POOR Magazine

A couple months ago, I got an email announcing the formal launch of the website for POOR Magazine’s Race, Poverty, & Media Justice Institute. I’ve been meaning to write about POOR Magazine and why I think they’re so amazing, and I really recommend checking out both of those websites, especially if you live in or around the Bay Area.

I first heard of POOR a few years ago when I joined the organizing committee for Making Money Make Change (MMMC), a national gathering for young, lefty rich people to talk about challenging classism and giving away money. A friend of mine recommended Tiny, a.k.a Lisa Gray-Garcia from POOR as the MMMC keynote that year, but it was too late in the planning and it never panned out. The next year (still on the MMMC organizing committee) I read Tiny’s book Criminal of Poverty: Growing Up Homeless in America – an awesome memoir-style analysis of poverty and oppression – and loved it. I started reading the POOR Magazine website and got really excited about their work.

POOR Magazine is a grassroots arts and media justice indigenous organizing project run by folks who have survived poverty, racism, homelessness, police violence, border fascism, incarceration, etc. They write and publish articles, do speaking engagements, lead workshops and trainings, have a radio show, create community events, and report on and organize around a lot of different issues affecting their communities in the Bay and elsewhere. After reading Criminal of Poverty and lots of articles on the POOR Mag site, I was really hoping they could come to MMMC and share their brilliance there – their analysis about poverty scholarship and social justice funding so desperately needs to be heard by folks with privilege/resources.

Then I went to the U.S. Social Forum in Atlanta last summer, attended a couple of POOR Mag workshops, and got even more excited about them. They have an amazing way of movement-building through storytelling and art, and got all the workshop participants to explore things like state repression, economic injustice, and police violence by delving into our own histories and experiences and then creating on-the-spot performance pieces about them. The Social Forum itself was inspiring and demanding in a way that left no time for rest, food, or sleep, and by the time I dragged myself up to the little corner of the convention center where the folks from POOR had set up camp, I was hungry, exhausted, and kind of cranky. By the end of the two workshops, I was on the verge of doing improvisational slam poetry in front of group of total strangers – which is very unlike me, to say the least.

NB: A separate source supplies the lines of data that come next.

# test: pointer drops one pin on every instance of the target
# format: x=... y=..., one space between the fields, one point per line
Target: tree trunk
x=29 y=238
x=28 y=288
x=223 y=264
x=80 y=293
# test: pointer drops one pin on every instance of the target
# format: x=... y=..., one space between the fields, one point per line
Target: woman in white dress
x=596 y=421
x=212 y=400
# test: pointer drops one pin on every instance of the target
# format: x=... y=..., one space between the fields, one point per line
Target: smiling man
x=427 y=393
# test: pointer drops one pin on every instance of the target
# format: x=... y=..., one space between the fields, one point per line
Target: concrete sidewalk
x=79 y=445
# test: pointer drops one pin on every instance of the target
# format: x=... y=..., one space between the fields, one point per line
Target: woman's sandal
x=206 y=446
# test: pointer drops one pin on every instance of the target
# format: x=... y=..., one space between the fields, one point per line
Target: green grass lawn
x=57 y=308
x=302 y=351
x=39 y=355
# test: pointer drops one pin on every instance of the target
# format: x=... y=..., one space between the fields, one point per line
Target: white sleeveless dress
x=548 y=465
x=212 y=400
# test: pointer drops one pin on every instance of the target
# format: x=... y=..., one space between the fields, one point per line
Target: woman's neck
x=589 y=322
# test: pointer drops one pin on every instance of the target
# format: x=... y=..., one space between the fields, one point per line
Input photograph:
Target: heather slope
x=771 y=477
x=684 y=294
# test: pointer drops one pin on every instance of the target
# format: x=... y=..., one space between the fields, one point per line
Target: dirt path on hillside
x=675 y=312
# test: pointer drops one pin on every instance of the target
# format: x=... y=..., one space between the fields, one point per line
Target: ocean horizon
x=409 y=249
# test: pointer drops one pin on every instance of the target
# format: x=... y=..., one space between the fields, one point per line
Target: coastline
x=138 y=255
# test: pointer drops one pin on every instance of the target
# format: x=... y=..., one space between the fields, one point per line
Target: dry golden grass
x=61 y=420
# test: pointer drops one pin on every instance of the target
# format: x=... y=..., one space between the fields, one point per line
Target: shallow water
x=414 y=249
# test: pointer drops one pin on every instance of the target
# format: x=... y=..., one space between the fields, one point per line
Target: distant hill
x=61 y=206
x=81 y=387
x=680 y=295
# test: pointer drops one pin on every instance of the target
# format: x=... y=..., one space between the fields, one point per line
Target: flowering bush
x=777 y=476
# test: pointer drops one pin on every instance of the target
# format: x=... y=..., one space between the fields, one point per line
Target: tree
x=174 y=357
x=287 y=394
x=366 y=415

A whole crew of folks from POOR ended up coming to MMMC that year and blowing people’s minds with their awesomeness. They are revolutionary, compassionate geniuses who don’t take any shit and are not afraid to say so. It was great to have them in that space, bringing a challenging and uncompromising analysis about wealth and poverty. If you ever have the chance to go to one of their trainings (or bring one of their trainings to your organization!), see them speak, or support their work, I obviously recommend it. I feel really lucky to have gotten to work with them.